The coronary-perfused myocardial ischemia–reperfusion model in the present study was the same as that used in our previous studies [6,7,16,29]. The marked decrease in contractile force during ischemia (Figure 4) could be explained by multiple factors including shortening of action potential duration (APD), decreased Ca2+ release from the sarcoplasmic reticulum, and intracellular acidosis [6,30,31]. During the last 10 min of the ischemic period, a gradual rise in resting tension (contracture) was observed. Such a phenomenon could be attributed to an increase in cytoplasmic Ca2+ concentration and rigor shortening of the myofilaments [32,33]. Concerning the action potential parameters, decreases in resting potential (RP), maximum rate of rise (dV/dtmax), and overshoot (OS) were observed during the first 10 min of ischemia (Figure 5 and Figure 6). The primary cause of these changes during ischemia is a decrease in intracellular ATP concentration [34]. The ATP consumption by the three major ATPases, actomyosin-ATPase, sarcoplasmic reticulum Ca2+-ATPase (SERCA), and the sarcolemmal Na+-K+ ATPase, were estimated to be about 70%, 15%, and 9%, respectively, of the total ATP consumption in guinea pig ventricular myocardium [35]. Much of the changes observed during ischemia can be ascribed to decreased activity of these ATPases. A decrease in the actomyosin ATPase activity directly causes a decrease in contractile force. A decrease in SERCA activity will reduce Ca2+ sequestration into the SR, which leads to a rise in the basal cytoplasmic Ca2+ concentration and muscle contracture. The decrease in intracellular ATP during ischemia results in the opening of the sarcolemmal ATP-sensitive K+ channel and a shortening of APD. As the cytoplasmic Ca2+ to activate the actomyosin ATPase is provided by the SR through the CICR mechanism, a decreased APD, which means a decrease in the Ca2+ to trigger CICR, together with the decrease in SR Ca2+ content, will cause a decrease in contractile force [6]. Decreased activity of the Na+-K+ ATPase during ischemia causes a decrease in the transsarcolemmal concentration gradient of both Na+ and K+. In addition, the opening of the ATP-sensitive K+ channel will allow K+ to move across the sarcolemma from the cytoplasm to the extracellular space and aggravate the loss of the transsarcolemmal K+ gradient. The resulting decrease in RP produces a reduction in dV/dtmax by increasing the steady-state inactivation of the Na+ channel [36,37].

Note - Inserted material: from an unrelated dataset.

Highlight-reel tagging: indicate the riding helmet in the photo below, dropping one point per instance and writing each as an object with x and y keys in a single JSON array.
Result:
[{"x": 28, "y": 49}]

PAK-200 had no effect on the decrease in contractile force, RP, dV/dtmax, OS, and APD during ischemia (Figure 4, Figure 5 and Figure 6). As mentioned above, the major factor causing these changes during ischemia is the opening of the ATP-sensitive K+ channel. Using the same experimental ischemia–reperfusion model as in the present study, we reported that the application of NIP-121, an ATP-sensitive K+ channel opener, during ischemia accelerated the decrease in APD, while glibenclamide slowed it [6]. In the present study, PAK-200 had no effect on the shortening of APD during ischemia, indicating a lack of direct effect on ATP-sensitive K+ channels. In our previous study with Cl-channel blockers [16], both 9AC and SITS significantly delayed the shortening of APD. Thus, the pharmacological profile of PAK-200 may be different from these Cl blockers. The ischemia-induced rise in resting tension was significantly inhibited by PAK-200 (Figure 4). The most probable explanation is that the preservation of ATP level by PAK-200 (Figure 8) resulted in the preservation of the Ca2+-handling capacity of the cell and attenuated the rise in cytoplasmic Ca2+ concentration and resting tension. As PAK-200 did not enhance the decrease in contractile force, PAK-200 probably does not reduce ATP consumption but rather preserves ATP production.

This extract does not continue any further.